Methodology and data notes
Core indicator definition
Life expectancy at birth is the expected number of years a newborn would live if the age-specific mortality rates prevailing in the year of birth remained constant throughout their lifetime. It is calculated from period life tables — a cross-sectional snapshot of current mortality conditions, not a cohort projection of how today's newborns will actually live. The gender gap reported here is the arithmetic difference: female life expectancy at birth minus male life expectancy at birth, in years.

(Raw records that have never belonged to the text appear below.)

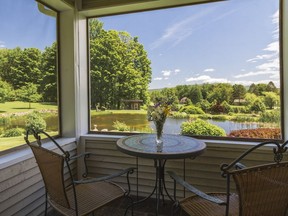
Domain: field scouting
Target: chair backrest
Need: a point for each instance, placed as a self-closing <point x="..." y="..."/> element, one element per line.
<point x="262" y="190"/>
<point x="51" y="166"/>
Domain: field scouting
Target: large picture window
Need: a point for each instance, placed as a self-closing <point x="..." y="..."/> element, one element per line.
<point x="28" y="71"/>
<point x="218" y="64"/>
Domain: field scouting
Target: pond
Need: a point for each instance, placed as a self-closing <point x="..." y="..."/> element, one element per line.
<point x="138" y="122"/>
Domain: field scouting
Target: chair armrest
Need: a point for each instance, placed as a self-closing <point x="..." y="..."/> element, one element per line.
<point x="85" y="154"/>
<point x="239" y="166"/>
<point x="105" y="178"/>
<point x="195" y="190"/>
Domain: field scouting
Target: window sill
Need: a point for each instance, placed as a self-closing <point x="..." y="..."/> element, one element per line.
<point x="17" y="156"/>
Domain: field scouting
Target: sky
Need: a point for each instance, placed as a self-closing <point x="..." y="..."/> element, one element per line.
<point x="233" y="41"/>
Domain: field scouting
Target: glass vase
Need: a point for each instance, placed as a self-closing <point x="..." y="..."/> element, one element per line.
<point x="159" y="132"/>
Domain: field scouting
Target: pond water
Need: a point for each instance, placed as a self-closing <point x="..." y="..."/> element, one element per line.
<point x="138" y="122"/>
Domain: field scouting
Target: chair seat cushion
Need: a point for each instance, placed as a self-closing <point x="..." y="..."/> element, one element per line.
<point x="198" y="206"/>
<point x="91" y="197"/>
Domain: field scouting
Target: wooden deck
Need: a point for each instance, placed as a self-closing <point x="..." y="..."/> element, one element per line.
<point x="118" y="207"/>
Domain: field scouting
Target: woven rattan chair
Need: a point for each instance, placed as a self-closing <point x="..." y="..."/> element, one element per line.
<point x="69" y="196"/>
<point x="261" y="190"/>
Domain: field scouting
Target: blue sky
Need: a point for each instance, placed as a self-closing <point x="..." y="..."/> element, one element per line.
<point x="231" y="41"/>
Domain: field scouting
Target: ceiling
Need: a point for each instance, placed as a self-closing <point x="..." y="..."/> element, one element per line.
<point x="90" y="8"/>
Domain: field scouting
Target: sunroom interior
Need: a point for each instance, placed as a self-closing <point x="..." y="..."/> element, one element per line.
<point x="21" y="186"/>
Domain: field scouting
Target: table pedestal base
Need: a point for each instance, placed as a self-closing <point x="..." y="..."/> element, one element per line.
<point x="159" y="187"/>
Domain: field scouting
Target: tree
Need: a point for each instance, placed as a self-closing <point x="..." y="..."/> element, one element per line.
<point x="195" y="94"/>
<point x="250" y="98"/>
<point x="48" y="85"/>
<point x="21" y="67"/>
<point x="5" y="91"/>
<point x="119" y="67"/>
<point x="271" y="99"/>
<point x="271" y="87"/>
<point x="28" y="93"/>
<point x="221" y="92"/>
<point x="257" y="106"/>
<point x="239" y="92"/>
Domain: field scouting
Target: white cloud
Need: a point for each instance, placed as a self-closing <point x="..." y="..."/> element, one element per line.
<point x="176" y="71"/>
<point x="260" y="57"/>
<point x="207" y="79"/>
<point x="166" y="73"/>
<point x="2" y="44"/>
<point x="181" y="30"/>
<point x="249" y="82"/>
<point x="158" y="78"/>
<point x="268" y="62"/>
<point x="273" y="47"/>
<point x="256" y="73"/>
<point x="209" y="70"/>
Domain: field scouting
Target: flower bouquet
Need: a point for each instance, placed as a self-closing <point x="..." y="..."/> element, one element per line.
<point x="158" y="114"/>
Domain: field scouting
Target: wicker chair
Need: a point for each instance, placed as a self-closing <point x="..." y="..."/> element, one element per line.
<point x="69" y="196"/>
<point x="261" y="190"/>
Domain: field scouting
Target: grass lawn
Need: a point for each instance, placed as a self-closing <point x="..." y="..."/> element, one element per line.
<point x="107" y="112"/>
<point x="18" y="106"/>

Primary data source and reference year
Baseline figures are drawn from WHO Global Health Estimates (GHE 2024 edition), which cover reference year 2022 for most countries. These are model-assisted estimates that integrate civil registration data, household surveys, cause-of-death studies and demographic modelling. They are harmonised for cross-country comparability and may differ modestly from country-reported national statistics that use different methodologies or base years. All values are rounded to one decimal place for readability.
2025 projections
Projected gender gaps for 2025 are derived from IHME Global Burden of Disease (GBD) projections and cross-checked against WHO mortality trend extrapolations. These should be treated as indicative ranges, not precise forecasts. The Ukraine figure for 2025 incorporates an upward adjustment reflecting elevated male conflict-related mortality not fully captured in the 2022 baseline.
Country selection and coverage
The 24 data points (22 economies, one regional aggregate, and a global average) were selected to provide geographic diversity and to illustrate the full observed range of the gender gap — from the smallest reliably estimated values (India, Sweden) to the largest (Russia, Lithuania). Sub-Saharan Africa is a WHO regional aggregate, not a single country. Income group classifications follow the World Bank Atlas Method, fiscal year 2024/25.
Limitations
- Life expectancy at birth reflects overall mortality, not healthy or disability-free life expectancy, which may show different gender patterns at older ages.

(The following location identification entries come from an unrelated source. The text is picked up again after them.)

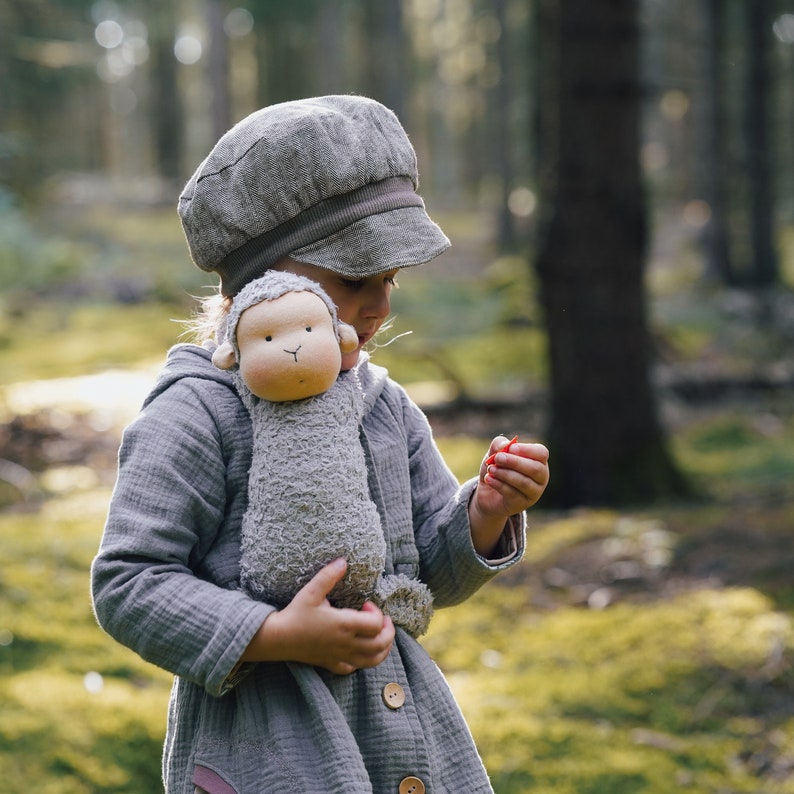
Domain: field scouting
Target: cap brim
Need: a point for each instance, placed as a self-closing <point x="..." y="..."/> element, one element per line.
<point x="378" y="243"/>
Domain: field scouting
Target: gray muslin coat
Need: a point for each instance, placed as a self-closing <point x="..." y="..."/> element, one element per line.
<point x="166" y="583"/>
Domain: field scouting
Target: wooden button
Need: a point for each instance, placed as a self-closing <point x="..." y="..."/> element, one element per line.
<point x="412" y="785"/>
<point x="393" y="696"/>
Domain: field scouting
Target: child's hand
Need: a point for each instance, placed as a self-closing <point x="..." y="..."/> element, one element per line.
<point x="311" y="631"/>
<point x="514" y="479"/>
<point x="510" y="482"/>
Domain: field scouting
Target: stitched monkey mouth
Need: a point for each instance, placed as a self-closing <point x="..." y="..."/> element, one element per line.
<point x="294" y="353"/>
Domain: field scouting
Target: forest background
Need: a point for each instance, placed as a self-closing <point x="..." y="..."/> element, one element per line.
<point x="617" y="179"/>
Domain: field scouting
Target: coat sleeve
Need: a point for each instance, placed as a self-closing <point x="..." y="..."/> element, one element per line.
<point x="449" y="564"/>
<point x="164" y="579"/>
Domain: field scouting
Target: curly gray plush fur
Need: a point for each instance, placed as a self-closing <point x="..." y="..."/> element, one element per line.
<point x="308" y="493"/>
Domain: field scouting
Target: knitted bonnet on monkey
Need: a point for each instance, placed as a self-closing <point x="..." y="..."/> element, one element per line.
<point x="308" y="493"/>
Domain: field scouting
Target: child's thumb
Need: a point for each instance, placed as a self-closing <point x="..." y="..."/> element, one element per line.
<point x="325" y="580"/>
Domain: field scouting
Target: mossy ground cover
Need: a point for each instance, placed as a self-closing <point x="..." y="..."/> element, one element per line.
<point x="636" y="652"/>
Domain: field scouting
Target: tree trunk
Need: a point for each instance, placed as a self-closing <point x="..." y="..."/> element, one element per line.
<point x="607" y="445"/>
<point x="713" y="148"/>
<point x="764" y="269"/>
<point x="166" y="112"/>
<point x="218" y="69"/>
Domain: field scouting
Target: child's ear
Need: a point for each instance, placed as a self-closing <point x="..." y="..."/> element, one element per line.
<point x="348" y="338"/>
<point x="224" y="356"/>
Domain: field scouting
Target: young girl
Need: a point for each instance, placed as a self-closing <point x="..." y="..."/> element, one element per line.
<point x="310" y="698"/>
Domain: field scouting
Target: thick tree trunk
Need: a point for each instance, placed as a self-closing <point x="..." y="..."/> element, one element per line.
<point x="764" y="271"/>
<point x="716" y="239"/>
<point x="606" y="442"/>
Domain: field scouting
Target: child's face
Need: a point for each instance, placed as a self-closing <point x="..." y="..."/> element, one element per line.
<point x="363" y="303"/>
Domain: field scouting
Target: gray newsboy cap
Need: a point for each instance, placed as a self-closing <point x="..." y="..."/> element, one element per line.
<point x="330" y="181"/>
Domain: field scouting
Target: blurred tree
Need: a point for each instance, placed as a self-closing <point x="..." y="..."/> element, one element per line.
<point x="606" y="441"/>
<point x="46" y="62"/>
<point x="759" y="16"/>
<point x="713" y="157"/>
<point x="167" y="111"/>
<point x="385" y="53"/>
<point x="218" y="68"/>
<point x="285" y="48"/>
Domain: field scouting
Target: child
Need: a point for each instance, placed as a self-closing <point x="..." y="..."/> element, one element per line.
<point x="308" y="698"/>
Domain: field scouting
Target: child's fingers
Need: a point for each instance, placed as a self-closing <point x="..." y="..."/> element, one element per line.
<point x="318" y="588"/>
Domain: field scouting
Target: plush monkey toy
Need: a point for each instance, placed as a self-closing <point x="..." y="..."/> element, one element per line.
<point x="308" y="494"/>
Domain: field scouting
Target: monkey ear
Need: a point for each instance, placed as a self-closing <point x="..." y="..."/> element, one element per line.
<point x="348" y="338"/>
<point x="224" y="356"/>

- Civil registration quality varies substantially across countries, introducing measurement uncertainty — especially in lower-income settings where cause-of-death reporting is incomplete.
- Period life tables are snapshots; cohort life expectancy (how long today's newborns will actually live given future mortality trends) could differ significantly, particularly in rapidly ageing societies.

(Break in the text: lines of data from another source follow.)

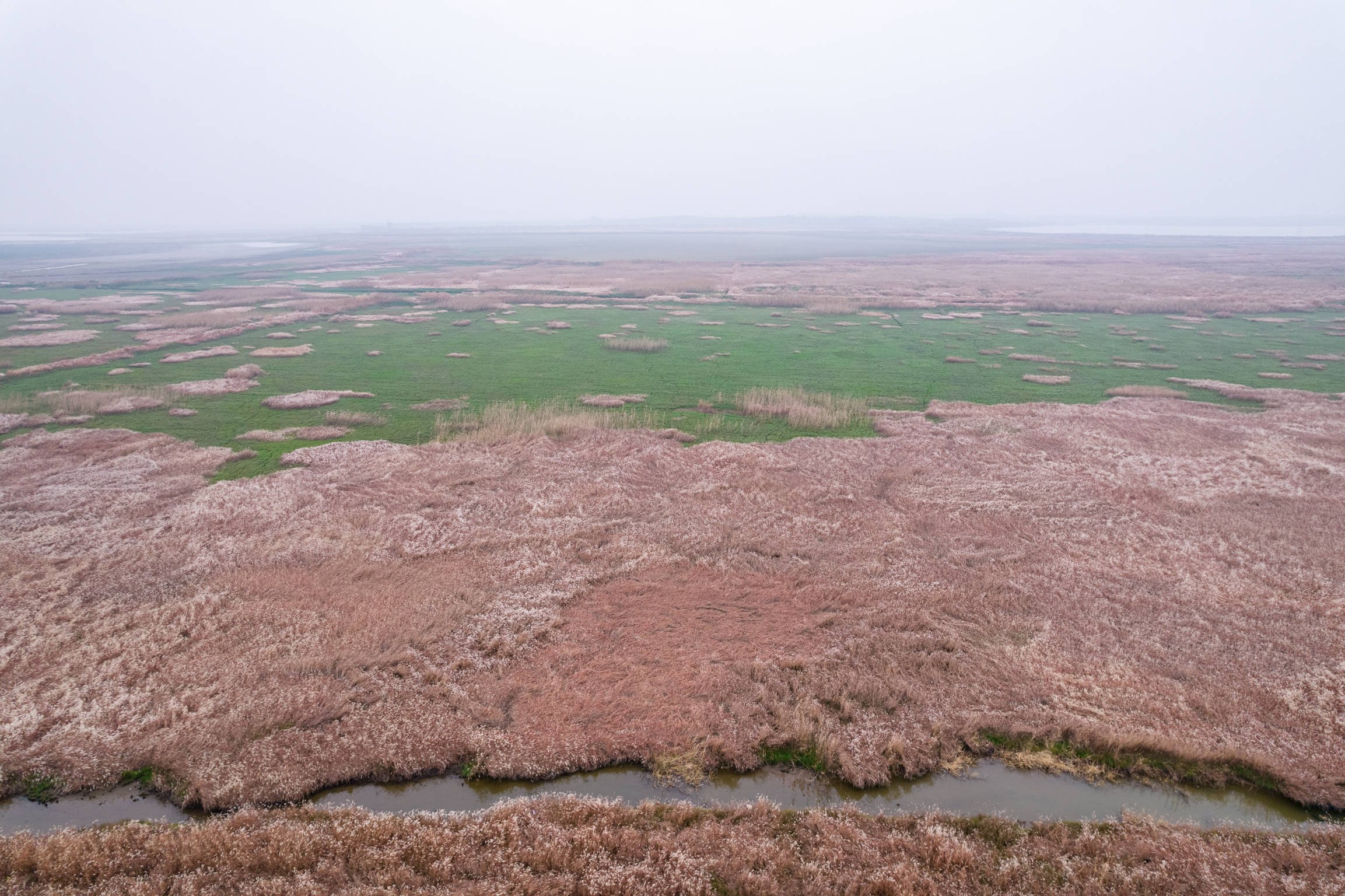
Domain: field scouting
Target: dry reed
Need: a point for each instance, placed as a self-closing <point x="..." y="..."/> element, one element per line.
<point x="572" y="845"/>
<point x="516" y="420"/>
<point x="354" y="419"/>
<point x="802" y="408"/>
<point x="283" y="352"/>
<point x="636" y="344"/>
<point x="1145" y="392"/>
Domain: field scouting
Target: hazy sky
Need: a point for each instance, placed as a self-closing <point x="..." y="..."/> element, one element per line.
<point x="116" y="113"/>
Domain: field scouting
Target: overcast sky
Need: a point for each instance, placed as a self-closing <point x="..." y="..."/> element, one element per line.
<point x="124" y="115"/>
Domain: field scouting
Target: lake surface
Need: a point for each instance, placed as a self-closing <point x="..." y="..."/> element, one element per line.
<point x="990" y="788"/>
<point x="1185" y="230"/>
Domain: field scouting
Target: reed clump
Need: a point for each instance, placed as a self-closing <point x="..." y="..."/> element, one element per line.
<point x="1145" y="392"/>
<point x="354" y="419"/>
<point x="802" y="408"/>
<point x="507" y="422"/>
<point x="636" y="344"/>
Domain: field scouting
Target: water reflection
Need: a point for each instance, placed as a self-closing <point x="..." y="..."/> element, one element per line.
<point x="990" y="788"/>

- The global average is the WHO-reported world aggregate, not a simple mean of the country values shown in this table.
- Biological sex is used as the classification variable throughout, as it is the standard in vital statistics systems. Gender identity and its health impacts are distinct but not captured by this indicator.
FAQ — questions people actually ask
Primary data sources
All figures cited in this article are derived from openly accessible international datasets. Values have been rounded and harmonised for cross-country comparability. For formal statistical or policy work, consult the original databases and their methodological documentation.